The Azure Fabric Controller (FC) is the service which monitors, maintains and provisions machines to host the applications that we (the developer) create and store in the Microsoft cloud.
Previously I’ve helped define the word ‘fabric’ and in specific, discuss the details of the Azure Fabric and the Development Fabric. The Azure Fabric Controller is responsible for managing all the nodes and edges in the Azure Fabric, which is essentially servers (both provisioned and not), load balancers (usually hardware balancers), power-on automation devices, switches, routers, etc.
The Fabric Controller manages different devices in different ways. For example, hardware load balancers are supported through a driver model.

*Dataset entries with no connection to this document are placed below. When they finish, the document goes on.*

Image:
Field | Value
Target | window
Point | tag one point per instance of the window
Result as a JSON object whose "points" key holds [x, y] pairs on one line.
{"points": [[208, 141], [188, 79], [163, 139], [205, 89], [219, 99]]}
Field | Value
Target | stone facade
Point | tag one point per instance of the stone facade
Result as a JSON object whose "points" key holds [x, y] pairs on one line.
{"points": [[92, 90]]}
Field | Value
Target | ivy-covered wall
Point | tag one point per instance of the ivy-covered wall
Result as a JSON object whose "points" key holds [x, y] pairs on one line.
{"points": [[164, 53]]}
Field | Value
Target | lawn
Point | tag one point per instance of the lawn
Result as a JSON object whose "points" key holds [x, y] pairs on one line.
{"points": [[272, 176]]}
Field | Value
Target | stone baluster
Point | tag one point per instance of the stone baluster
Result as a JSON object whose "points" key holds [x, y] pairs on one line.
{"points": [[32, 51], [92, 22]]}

Each balancer could be different hardware type, vendor, etc. Azure abstracts the communication by exposing the balancer through a custom driver for that specific model. However, how it manages powered-on servers is slightly different.
There is a special service that runs on all powered-on servers/instances and the Fabric Controller communicates with the server via this service. The service tracks two things: the ‘current state’ of the server and the ‘goal state’. A goal might be to run a worker instance, or it might also be to remain idle as part of the free inventory. The current state might be something like ‘initialising’ or ‘idle’. The Fabric Controller and the local service can then manage how the system gets to the goal state from the current state.

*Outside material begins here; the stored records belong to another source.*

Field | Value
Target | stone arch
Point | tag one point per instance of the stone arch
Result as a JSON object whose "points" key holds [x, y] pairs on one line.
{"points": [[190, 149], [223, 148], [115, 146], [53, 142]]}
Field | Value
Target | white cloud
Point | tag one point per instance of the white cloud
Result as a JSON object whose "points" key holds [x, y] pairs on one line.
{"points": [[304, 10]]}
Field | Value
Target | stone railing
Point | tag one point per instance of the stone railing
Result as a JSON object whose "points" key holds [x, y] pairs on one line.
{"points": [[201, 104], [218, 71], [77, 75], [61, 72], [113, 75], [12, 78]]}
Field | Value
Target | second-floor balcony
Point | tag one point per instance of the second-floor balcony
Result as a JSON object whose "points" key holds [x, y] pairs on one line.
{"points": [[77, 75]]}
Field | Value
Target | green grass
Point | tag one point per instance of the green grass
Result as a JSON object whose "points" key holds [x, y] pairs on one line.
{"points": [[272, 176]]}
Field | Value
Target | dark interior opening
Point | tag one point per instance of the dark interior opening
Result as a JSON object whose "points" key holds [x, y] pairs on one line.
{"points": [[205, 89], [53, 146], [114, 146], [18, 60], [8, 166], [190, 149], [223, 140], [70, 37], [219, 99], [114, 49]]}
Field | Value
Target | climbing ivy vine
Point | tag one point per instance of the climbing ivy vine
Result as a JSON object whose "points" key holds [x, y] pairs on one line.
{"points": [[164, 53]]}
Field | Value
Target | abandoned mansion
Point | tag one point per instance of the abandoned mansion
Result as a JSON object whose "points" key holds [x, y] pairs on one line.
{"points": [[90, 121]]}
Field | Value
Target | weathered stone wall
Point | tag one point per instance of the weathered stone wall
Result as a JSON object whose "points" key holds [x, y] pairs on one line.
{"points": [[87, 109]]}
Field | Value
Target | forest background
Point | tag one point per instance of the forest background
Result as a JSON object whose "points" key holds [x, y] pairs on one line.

When an error occurs, the service detects the fault and changes the current state accordingly (something like ‘faulted’). Once again the Fabric Controller and the service can manage what’s required to get back to the goal state. This might mean a reboot, or perhaps reprovisioning the whole server. The Fabric Controller can take alternative options like provisioning another resource to host your instance.
This mechanism is quite useful in that repeat patterns of failures or hardware faults can be easily identified and a server can be marked as ‘inoperable’.
One of the key roles of the Fabric Controller is to provision resources based on the needs of the applications written by the developer. To manage this it has a declarative service model that defines exactly what is needed by the application. This model covers things like what roles the application performs and how those roles communicate, what operating system requirements there are (does it need IIS for example), how much CPU is needed, bandwidth required, etc. It can even specify what guest operating system to use, and if a dedicated box is required or if virtualisation is enough.
There is also some redundancy tolerance at the provisioning level, referred to as ‘fault domains’ and ‘update domains’. For example, you can specify that a particular application be distributed over 3 fault domains, meaning that your application will be located in different parts of the fabric such that server or switch failures will only bring down 1 instance. The Fabric Controller can model a certain amount of risk to sections of the fabric based on areas of single point of failure, and it uses these statistics when deploying your application into the fabric. This also applies to ‘update domains’ which essentially ensure that system updates that take services offline will affect your application 1 piece at a time, meaning you can ensure continuous availability.
When it comes time to provision a resource for your instance (being 1 instance of 1 role), the Fabric Controller will examine those specified requirements, and look through its inventory (fabric) for a resource that matches. It then changes the Goal State of the node and the provisioning process begins.
At this point you might be saying: “Hey, I can’t configure any of this stuff right now you liar!”. And you’d be right: as the developer we don’t yet have this fine grained control over how the Fabric Controller manages our applications. For the CTP, what we have been given is some templates instead, known to you and I as the Web and Worker Roles. However on the Azure side, these templates are translated into some predefined specifications around fault and upgrade domains, software requirements, and machine level resources. For example, these will always be a Server 2008 Enterprise running x64, 1.7Gb of RAM, and 250Gb disk space. In the future we will see more specific control become available, specifically to organisations who pursue an SLA route with Microsoft. We should see some of this later in the year (2009).
The Fabric Controller itself is highly redundant, with 5 to 7 replicas being available at any given time. The state of all the nodes in the fabric is replicated across all of these replicas to ensure that no matter which Fabric Controller is managing your particular node, its state tracking is 100% up to date. In the event that all Fabric Controller nodes go down, all existing services will still continue to run. However the provisioning and fault tolerance aspects will obviously be offline.
What I find really interesting is that the Fabric Controller replicas are all managed by a miniature version of Azure as well. This means that there is a service definition for the “Azure Fabric Controller” application which is deployed as a set number of instances, and has support for all the same kinds of fault and update domains. A new fabric controller can be provisioned automatically should there be failures, etc.
That’s about all I wanted to cover with the Fabric Controller. There’s a lot more to learn about how Azure manages its infrastructure, especially around deployment of host images and virtualised guests’ images. A future post perhaps.